Neue Lieder entstehen meist in Zusammenarbeit. Komponiert werden die Songs auf "normalen" Musikinstrumenten. Danach werden sie für die Flaschen umgeschrieben. "Wir spielen lustige Lieder - mit Bierflaschen am Mund nimmt uns keiner ein Liebesdrama ab", sagt Tangermann schmunzelnd.

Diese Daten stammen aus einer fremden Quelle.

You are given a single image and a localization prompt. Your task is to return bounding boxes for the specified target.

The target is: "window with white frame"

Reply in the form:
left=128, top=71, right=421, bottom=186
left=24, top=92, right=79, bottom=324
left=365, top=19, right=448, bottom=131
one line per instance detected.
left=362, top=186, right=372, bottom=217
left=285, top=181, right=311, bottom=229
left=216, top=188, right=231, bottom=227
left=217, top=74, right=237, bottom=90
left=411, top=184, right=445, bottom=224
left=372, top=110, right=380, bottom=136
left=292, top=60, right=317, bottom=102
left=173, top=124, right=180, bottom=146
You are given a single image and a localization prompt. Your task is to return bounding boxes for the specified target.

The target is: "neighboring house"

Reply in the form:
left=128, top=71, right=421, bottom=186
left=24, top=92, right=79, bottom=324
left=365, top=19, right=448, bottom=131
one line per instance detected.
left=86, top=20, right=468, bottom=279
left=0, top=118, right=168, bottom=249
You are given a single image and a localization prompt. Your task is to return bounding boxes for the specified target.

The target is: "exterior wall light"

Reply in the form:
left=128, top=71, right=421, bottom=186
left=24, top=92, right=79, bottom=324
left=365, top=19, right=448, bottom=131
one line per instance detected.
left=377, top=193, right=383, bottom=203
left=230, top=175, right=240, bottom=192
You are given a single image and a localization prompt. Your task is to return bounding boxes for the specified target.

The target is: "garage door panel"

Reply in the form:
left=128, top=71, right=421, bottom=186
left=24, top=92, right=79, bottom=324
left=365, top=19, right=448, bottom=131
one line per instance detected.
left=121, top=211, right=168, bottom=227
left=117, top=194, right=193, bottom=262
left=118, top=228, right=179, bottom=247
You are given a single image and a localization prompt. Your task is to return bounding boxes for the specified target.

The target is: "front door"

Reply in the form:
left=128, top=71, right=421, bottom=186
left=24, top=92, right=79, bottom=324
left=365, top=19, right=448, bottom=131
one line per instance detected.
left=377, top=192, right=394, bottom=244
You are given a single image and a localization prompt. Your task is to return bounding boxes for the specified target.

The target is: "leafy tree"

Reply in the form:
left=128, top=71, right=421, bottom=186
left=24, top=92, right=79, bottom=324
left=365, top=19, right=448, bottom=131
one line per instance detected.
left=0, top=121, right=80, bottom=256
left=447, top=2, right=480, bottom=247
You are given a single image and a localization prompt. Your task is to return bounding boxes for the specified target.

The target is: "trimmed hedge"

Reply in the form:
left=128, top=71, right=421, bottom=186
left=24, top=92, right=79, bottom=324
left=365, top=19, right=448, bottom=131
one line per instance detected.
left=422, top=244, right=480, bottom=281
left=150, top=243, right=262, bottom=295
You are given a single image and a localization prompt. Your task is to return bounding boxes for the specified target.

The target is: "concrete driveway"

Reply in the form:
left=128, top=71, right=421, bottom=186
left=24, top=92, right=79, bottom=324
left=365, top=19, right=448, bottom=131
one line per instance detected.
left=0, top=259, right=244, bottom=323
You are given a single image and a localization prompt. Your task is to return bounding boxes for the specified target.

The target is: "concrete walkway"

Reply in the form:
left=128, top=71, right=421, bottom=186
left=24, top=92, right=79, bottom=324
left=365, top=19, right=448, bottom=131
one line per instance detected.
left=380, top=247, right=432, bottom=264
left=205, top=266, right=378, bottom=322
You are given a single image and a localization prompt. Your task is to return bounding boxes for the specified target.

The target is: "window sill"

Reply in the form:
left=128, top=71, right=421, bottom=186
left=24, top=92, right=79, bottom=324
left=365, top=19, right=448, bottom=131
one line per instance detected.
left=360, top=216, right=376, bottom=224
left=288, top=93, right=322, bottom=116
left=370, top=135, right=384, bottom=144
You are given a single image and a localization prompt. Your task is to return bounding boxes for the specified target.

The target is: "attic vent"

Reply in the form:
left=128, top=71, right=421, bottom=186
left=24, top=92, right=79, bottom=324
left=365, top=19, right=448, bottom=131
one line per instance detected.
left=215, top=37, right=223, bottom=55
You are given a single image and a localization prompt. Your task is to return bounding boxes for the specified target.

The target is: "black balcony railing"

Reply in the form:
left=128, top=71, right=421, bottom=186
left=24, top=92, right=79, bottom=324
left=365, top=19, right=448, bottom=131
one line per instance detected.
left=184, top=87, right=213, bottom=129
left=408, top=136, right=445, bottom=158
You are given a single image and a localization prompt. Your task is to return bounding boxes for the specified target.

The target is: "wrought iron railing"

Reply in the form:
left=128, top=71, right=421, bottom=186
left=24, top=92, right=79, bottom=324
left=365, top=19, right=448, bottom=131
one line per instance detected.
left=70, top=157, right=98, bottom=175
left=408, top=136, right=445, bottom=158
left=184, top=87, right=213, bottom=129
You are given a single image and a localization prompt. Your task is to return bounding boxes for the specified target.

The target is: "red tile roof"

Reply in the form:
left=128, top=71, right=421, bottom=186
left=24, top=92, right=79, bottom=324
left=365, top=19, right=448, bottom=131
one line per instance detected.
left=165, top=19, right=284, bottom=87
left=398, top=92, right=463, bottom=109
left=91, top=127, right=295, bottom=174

Eine Zuordnung der Instrumente gibt es, im Gegensatz zu den Hemdfarben, nicht. "Jeder spielt alle Flaschen und Töne mal", berichtet Andreas Endie Lubert. Eine Herausforderung ist das Timing: Da jeder nur wenige Tonhöhen in der Hand hat, spielt kaum einer eine komplette Melodie, sondern Einzeltöne, die genau im richtigen Moment erklingen müssen.

Bevor die Mitglieder des GlasBlasSingQuintetts von ihrer Musik leben konnten, gingen die Fünf "ganz normalen" Berufen nach. Seit 2007 sind sie hauptberuflich Musiker und haben bis zu 120 Auftritte pro Jahr. Im Mai startet die neue Tour "volle Pulle".

Info Im Haller Neubau-Saal treten GlasBlasSing am Samstag, 13. Juni, ab 20 Uhr auf. Weitere Konzerte mit dem Programm "Volle Pulle" sind am 20. November im Kursaal in Bad Mergentheim und am 20. Februar in der Heilbronner Harmonie. Am 4. Dezember gibt es in den Kammerspielen in Ansbach "Süßer die Flaschen nie klingen!". Karten gibt es an allen Vorverkaufsstellen.